Question

In which of the following cases, breaking of covalent bonds takes place?
(A) Boiling of ${{H}_{2}}O$
(B) Melting of KCN
(C) Boiling of $C{{F}_{4}}$
(D) Melting of $Si{{O}_{2}}$

Answer 1

The covalent bond can be broken by applying a desired amount of energy to overcome the strength of the covalent bond. As this is a stronger bond we need a higher amount of energies to make the processes possible.

Complete Solution :
Here, we would see each process one by one to conclude an answer;
1. Boiling of ${{H}_{2}}O$-
Boiling of water is a simple process in which simpler intermolecular forces act and distinct ${{H}_{2}}O$ molecules are separated. But the covalent bonds in between the ${{H}_{2}}O$ molecules do not break i.e. no intramolecular forces act.

2. Melting of KCN-
In the given molecule i.e. KCN contains both the ionic and covalent bonds. Also, it is a simpler molecule in which intermolecular forces can overcome during melting. But the covalent bonds cannot be broken in this case as well.

3. Boiling of $C{{F}_{4}}$-
Carbon tetrafluoride is a covalent compound as a water molecule, in which carbon forms a single bond with each fluorine atom.

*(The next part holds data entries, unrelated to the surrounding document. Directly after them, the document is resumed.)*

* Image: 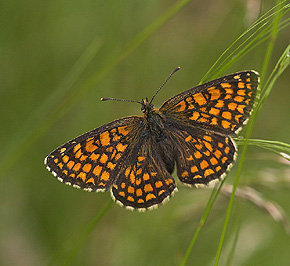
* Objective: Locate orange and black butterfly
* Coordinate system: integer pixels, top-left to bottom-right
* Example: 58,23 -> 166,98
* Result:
45,68 -> 259,211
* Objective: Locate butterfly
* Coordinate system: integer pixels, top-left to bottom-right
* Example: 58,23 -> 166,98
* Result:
45,68 -> 259,211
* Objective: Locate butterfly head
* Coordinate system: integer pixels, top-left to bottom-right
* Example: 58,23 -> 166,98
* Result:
141,97 -> 154,115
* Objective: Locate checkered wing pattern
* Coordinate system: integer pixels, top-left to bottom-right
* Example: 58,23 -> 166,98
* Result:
167,127 -> 236,186
45,116 -> 141,191
112,136 -> 176,211
160,71 -> 259,135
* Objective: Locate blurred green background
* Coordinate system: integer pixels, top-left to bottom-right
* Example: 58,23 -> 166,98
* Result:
0,0 -> 290,266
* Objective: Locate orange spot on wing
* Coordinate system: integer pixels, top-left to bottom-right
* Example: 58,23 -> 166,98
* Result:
136,188 -> 143,197
228,103 -> 237,110
116,143 -> 128,152
73,143 -> 81,153
143,173 -> 150,181
73,163 -> 81,172
62,155 -> 69,163
101,171 -> 110,181
144,184 -> 153,192
100,131 -> 110,146
190,165 -> 198,173
93,165 -> 102,176
204,169 -> 214,177
86,138 -> 98,152
83,163 -> 92,173
128,186 -> 135,194
77,172 -> 87,182
221,83 -> 232,88
146,193 -> 156,201
66,161 -> 75,169
118,126 -> 130,136
100,153 -> 108,164
222,120 -> 231,128
89,153 -> 100,161
200,160 -> 208,169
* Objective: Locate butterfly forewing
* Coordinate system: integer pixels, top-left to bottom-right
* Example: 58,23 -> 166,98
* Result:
160,71 -> 259,135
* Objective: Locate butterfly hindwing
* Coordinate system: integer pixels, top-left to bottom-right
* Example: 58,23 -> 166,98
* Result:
45,116 -> 140,191
112,131 -> 176,211
167,127 -> 236,185
160,71 -> 259,135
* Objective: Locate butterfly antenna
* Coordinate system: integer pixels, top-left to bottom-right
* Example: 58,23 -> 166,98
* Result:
101,98 -> 142,104
150,67 -> 180,103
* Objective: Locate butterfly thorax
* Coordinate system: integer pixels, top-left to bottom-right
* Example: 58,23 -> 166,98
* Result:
141,98 -> 164,141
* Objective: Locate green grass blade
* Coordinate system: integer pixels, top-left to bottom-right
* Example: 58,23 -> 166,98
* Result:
200,1 -> 290,83
236,139 -> 290,155
214,7 -> 288,266
180,179 -> 225,266
47,199 -> 113,266
181,1 -> 290,266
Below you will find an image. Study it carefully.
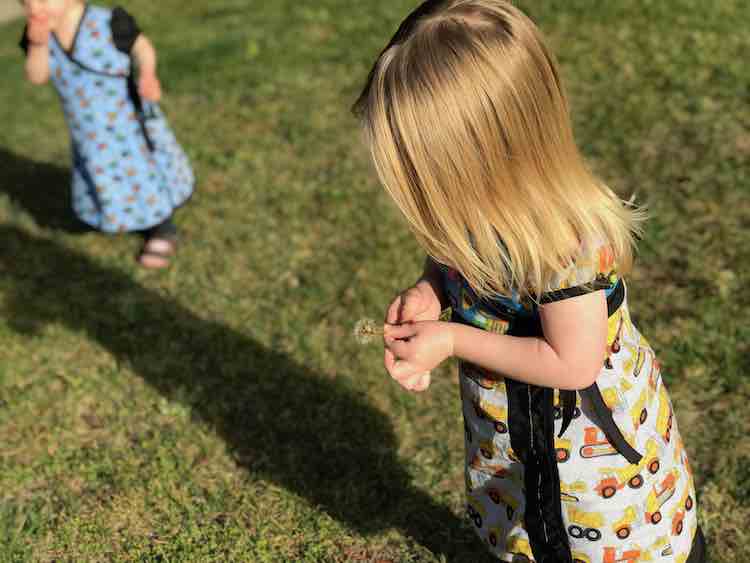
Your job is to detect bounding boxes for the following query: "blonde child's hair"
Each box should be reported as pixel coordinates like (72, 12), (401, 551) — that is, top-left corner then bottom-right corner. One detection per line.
(354, 0), (644, 298)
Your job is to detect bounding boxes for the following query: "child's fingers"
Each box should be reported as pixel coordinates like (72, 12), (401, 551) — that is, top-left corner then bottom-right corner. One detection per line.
(385, 295), (402, 325)
(399, 287), (422, 323)
(385, 338), (410, 360)
(412, 371), (430, 392)
(383, 323), (418, 344)
(383, 348), (396, 373)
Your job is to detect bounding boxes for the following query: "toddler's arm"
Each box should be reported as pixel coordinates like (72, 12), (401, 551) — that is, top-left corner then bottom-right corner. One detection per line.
(451, 291), (607, 389)
(385, 291), (607, 389)
(21, 16), (50, 84)
(132, 34), (161, 102)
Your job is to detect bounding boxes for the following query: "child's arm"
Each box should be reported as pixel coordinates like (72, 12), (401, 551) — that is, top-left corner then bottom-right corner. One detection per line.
(384, 256), (446, 391)
(385, 256), (446, 324)
(22, 16), (50, 84)
(131, 34), (161, 102)
(385, 291), (607, 389)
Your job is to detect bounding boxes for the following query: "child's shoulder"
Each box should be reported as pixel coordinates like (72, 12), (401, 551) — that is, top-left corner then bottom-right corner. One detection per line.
(547, 237), (618, 298)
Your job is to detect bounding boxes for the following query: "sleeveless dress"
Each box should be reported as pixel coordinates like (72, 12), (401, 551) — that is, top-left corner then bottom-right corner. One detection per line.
(442, 244), (702, 563)
(21, 4), (194, 233)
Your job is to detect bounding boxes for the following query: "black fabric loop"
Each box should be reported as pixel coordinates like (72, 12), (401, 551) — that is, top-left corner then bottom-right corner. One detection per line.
(505, 379), (572, 563)
(581, 383), (643, 464)
(557, 390), (578, 438)
(109, 6), (141, 55)
(128, 73), (156, 152)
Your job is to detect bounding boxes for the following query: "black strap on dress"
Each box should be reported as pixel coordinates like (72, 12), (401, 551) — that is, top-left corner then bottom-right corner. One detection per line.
(505, 280), (642, 563)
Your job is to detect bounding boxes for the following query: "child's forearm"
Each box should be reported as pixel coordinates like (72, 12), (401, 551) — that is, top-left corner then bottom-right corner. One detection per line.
(417, 256), (448, 309)
(132, 34), (156, 76)
(26, 43), (49, 84)
(450, 323), (599, 389)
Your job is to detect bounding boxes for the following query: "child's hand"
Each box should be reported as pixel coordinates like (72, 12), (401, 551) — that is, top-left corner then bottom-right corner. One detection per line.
(138, 74), (161, 102)
(385, 280), (441, 325)
(384, 321), (453, 391)
(26, 15), (50, 45)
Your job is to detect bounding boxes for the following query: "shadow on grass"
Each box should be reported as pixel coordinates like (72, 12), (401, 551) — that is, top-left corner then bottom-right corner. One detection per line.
(0, 219), (494, 562)
(0, 148), (91, 233)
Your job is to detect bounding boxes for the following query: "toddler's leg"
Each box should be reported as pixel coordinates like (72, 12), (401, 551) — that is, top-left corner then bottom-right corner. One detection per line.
(685, 526), (708, 563)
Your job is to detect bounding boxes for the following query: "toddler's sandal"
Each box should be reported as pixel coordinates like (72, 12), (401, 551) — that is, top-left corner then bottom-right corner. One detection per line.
(138, 237), (177, 270)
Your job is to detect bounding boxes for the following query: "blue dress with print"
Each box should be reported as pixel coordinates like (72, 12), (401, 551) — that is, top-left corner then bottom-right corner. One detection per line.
(30, 5), (194, 232)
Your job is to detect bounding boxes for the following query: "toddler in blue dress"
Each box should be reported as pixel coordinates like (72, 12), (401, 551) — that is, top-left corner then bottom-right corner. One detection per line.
(21, 0), (194, 268)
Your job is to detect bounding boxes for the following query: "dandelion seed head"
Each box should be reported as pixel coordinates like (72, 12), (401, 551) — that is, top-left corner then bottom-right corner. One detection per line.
(354, 319), (383, 344)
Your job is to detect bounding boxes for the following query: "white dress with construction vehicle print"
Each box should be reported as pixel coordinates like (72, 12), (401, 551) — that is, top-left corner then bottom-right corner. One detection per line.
(443, 240), (697, 563)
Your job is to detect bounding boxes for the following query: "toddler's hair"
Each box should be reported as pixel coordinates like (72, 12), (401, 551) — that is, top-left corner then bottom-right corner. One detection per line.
(353, 0), (644, 298)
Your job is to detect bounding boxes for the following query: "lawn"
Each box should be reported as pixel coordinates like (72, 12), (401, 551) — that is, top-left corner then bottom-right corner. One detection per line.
(0, 0), (750, 563)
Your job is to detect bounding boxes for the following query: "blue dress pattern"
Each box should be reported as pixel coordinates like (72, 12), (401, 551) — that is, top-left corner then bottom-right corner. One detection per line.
(43, 5), (194, 233)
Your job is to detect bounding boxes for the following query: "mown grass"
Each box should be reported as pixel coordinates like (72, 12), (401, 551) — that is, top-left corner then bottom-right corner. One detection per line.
(0, 0), (750, 563)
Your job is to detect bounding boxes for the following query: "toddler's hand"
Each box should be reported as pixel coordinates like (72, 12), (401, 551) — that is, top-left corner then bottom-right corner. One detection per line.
(384, 321), (453, 391)
(138, 74), (161, 102)
(26, 15), (50, 45)
(385, 280), (441, 325)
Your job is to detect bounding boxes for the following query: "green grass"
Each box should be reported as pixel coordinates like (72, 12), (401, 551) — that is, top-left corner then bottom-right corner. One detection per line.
(0, 0), (750, 563)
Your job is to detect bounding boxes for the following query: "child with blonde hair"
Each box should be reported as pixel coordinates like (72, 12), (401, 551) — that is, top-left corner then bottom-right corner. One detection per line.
(21, 0), (194, 268)
(355, 0), (705, 563)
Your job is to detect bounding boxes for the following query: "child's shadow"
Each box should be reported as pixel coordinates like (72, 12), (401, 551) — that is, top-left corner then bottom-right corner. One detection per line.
(0, 226), (494, 563)
(0, 148), (91, 233)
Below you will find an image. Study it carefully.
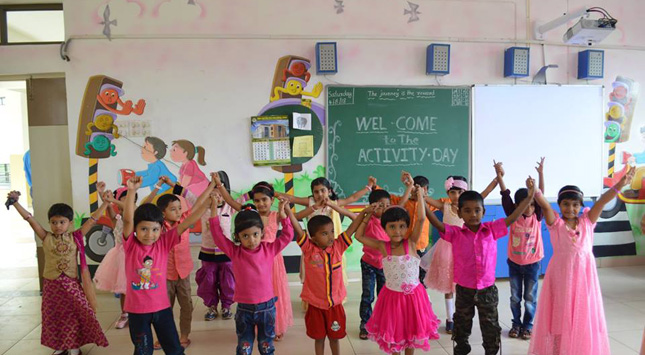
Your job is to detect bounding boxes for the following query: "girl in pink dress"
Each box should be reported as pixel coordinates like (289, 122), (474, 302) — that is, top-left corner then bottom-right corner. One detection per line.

So, when we boil this compound, it is impossible to break this covalent bond due to its high stability.

4. Melting of $Si{{O}_{2}}$ -
In silica, silicon is $s{{p}^{3}}$ hybridised and is thus linked to four oxygen atoms forming a three-dimensional structure. This giant molecule is highly stable and hence, requires a high amount of energy to break this crystal. But at a higher melting point, this can be made possible.
Therefore, breaking of covalent bonds can take place while we melt $Si{{O}_{2}}$.
So, the correct answer is “Option D”.

Note: The overall analysis can be done easily when we observe the structures of given molecules. More the complexity, more possibility to break the bonds.